After dark S/Sgt. Bill McClain and another man went back to get the radio. When they got there, they found that Pfc. Bernard Demcovitz had died during the day. The medics had not been able to get to Bernie because he was in an open field which was swept by gunfire most of the day. When they got back with the radio we made contact with the other units of battalion and at least they stopped shooting at us. We set up a perimeter in front of us for the night. (2/26/1995. Bernie was killed 50 years ago today. It is hard not to reflect on what the war cost him as I look back on what I have done during the last 50 years.)
We later learned that the 58th AIB, had 58 casualties on Feb. 26. That is almost 6 percent, which is pretty high for one day. My squad had 2 casualties which is 20 percent of a ten man squad and that is even higher.

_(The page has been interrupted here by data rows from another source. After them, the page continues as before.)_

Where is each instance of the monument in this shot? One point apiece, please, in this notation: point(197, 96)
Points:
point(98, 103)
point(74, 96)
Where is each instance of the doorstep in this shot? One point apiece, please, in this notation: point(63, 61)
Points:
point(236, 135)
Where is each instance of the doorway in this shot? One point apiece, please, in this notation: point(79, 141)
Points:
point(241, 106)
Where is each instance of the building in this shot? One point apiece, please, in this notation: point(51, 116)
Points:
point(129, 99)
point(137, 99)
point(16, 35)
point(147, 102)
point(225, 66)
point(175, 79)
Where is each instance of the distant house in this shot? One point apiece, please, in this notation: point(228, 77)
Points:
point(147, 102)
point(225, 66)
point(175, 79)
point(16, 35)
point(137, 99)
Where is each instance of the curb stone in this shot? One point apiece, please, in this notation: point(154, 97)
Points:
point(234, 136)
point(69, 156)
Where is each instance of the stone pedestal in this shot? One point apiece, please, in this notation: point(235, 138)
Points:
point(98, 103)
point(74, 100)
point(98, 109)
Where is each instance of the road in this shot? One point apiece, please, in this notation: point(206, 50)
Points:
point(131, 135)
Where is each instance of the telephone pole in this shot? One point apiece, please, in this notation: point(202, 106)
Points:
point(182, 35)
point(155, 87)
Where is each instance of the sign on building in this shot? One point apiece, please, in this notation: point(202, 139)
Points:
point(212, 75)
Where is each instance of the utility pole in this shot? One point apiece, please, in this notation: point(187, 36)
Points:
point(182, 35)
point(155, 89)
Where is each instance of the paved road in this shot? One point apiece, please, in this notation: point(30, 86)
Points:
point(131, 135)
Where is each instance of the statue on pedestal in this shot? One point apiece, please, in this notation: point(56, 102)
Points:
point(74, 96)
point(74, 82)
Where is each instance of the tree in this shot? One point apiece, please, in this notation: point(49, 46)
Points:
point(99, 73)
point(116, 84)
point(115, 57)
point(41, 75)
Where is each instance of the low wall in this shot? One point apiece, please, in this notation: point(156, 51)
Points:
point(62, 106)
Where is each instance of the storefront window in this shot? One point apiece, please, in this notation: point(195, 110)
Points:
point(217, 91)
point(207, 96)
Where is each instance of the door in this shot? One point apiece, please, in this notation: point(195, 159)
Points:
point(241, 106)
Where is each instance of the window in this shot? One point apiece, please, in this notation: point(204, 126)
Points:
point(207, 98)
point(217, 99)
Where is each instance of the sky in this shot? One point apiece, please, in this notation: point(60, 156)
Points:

The next morning, we found that the Germans had pulled out in the middle of the night and our other units were able to relieve us. The way to Roermond was open. Unfortunately, our unit was pulled back take part in the attack to capture the Rhineland and maybe a Rhine bridge so we were relieved by the 15th Cavalry Group who I think got credit for taking Roermond. Shortly after the other units arrived, we put Norman Pierson on a medical jeep for evacuation and almost immediately moved out toward the Rhineland.
I was assigned to the job of radio operator after Bernie was killed. The job was one of the responsibilities of the headquarters squad. As soon as I could after being assigned as radio operator, I picked up a .30 caliber carbine to carry and left my M-1 in the half-track. The radio weighed about 10 to 15 pounds so the carbine made for a much lighter load.
I do not think that I was a very good radio operator because I never received any training on the maintenance or use of the radios. I knew how to turn it on and that you pushed a button to talk but that was about it. Sometimes they did not function properly because of poor maintenance since I did not know what was required. One time the radio didn't work too well because I fell into a creek we were crossing and what can you do with a soggy radio?